Critics of liberalism—including communitarians, civic republicans, and progressives—charge that the American constitutional order, and the liberal theories of rights on which it is based, idolize individual rights while marginalizing personal responsibility, civic virtue, and the welfare of the community. In this new work, Professors James Fleming and Linda McClain respond to these critics by developing a liberal account of rights in which responsibility and virtue also play a role. Government may properly encourage citizens to make socially responsible decisions, to participate in democratic self-government, and to live virtuously—but it may not compel citizens to sacrifice the core of their personal autonomy. Fleming and McClain illustrate the interplay of rights, responsibilities, and virtues by exploring such timely issues as same-sex marriage, abortion, education, assisted suicide, religious institutions’ discriminatory practices, and hate speech. They consider, in particular, cases in which the Supreme Court and lower federal courts have determined the extent of government power in these fields, and they discuss how judges committed to ordered liberty might approach the same questions. Ordered Liberty thus offers readers a lively and readable synthesis of political theory, legal philosophy, and constitutional interpretation.
-- Harvard Law Review
Engage[s] with important and popular contemporary philosophical and theoretical positions in the liberalism literature on liberalism, from Michael Sandel on one side to Cass Sunstein on another… In bringing together many strands critical in the questioning of liberal orthodoxies, engaging in spirit with a broad range of theorists and philosophers and applying their theory in an illuminating way to current constitutional questions, Fleming and McClain introduce the interested reader to an important conversation and jog us out of old, unthinking habits.
-- Ekow Yankah Jotwell
In this robust defense of political liberalism, James Fleming and Linda McClain argue that protecting rights and promoting personal responsibility are not in conflict. Both state and civil society should help people learn how to govern themselves, respect each other, and develop their own moral capacities. This is an important book that moves beyond old debates about rights and addresses the problems of pluralism in the twenty-first century.

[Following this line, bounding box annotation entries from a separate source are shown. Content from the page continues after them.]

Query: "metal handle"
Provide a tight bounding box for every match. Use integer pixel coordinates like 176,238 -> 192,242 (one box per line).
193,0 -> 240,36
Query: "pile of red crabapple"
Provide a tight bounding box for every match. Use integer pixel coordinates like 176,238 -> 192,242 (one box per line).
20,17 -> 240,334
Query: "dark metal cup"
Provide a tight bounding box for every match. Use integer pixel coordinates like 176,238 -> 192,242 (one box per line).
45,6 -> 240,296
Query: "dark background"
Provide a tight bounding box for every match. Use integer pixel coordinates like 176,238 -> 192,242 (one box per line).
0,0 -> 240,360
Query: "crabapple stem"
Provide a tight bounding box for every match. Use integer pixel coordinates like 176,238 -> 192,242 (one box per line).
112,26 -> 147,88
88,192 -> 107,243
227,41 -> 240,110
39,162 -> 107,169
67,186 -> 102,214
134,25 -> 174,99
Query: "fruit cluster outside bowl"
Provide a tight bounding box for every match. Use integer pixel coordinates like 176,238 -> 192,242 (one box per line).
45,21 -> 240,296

-- Jack M. Balkin, Yale Law School
Fleming and McClain defend principles, policies, and institutions designed to form responsible citizens. They affirm that parents, government, and civil society, including religious institutions, share the responsibility for fostering capacities for democratic and personal self-government. Learned, balanced, humane, and clear, this book epitomizes the virtues of that reasonable constitutional liberalism that Americans should count among their proudest achievements.
-- Stephen Macedo, Princeton University
Ordered Liberty provides a novel exploration of the relation between First Amendment rights of conscience and the Fourteenth’s rights of equality, a valuable discussion of the relative duties, rights and powers of parents and states for the education of children, and rich and original defenses of a woman’s right and responsibility to decide on the course of a pregnancy, and a same-sex couple’s decision to marry. The authors deepen our understanding of what liberal constitutionalism requires of us as well as the rights it accords us as citizens of law’s empire.
-- Robin L. West, Georgetown University Law Center
Numerous theorists have claimed that liberal rights come at the expense of individual responsibility and that liberal autonomy fosters indifference to civic virtue. In this important response, James Fleming and Linda McClain argue that contemporary liberalism not only accommodates but also requires both responsibility and virtue. Political liberalism is a form of ordered liberty, not an alternative to it.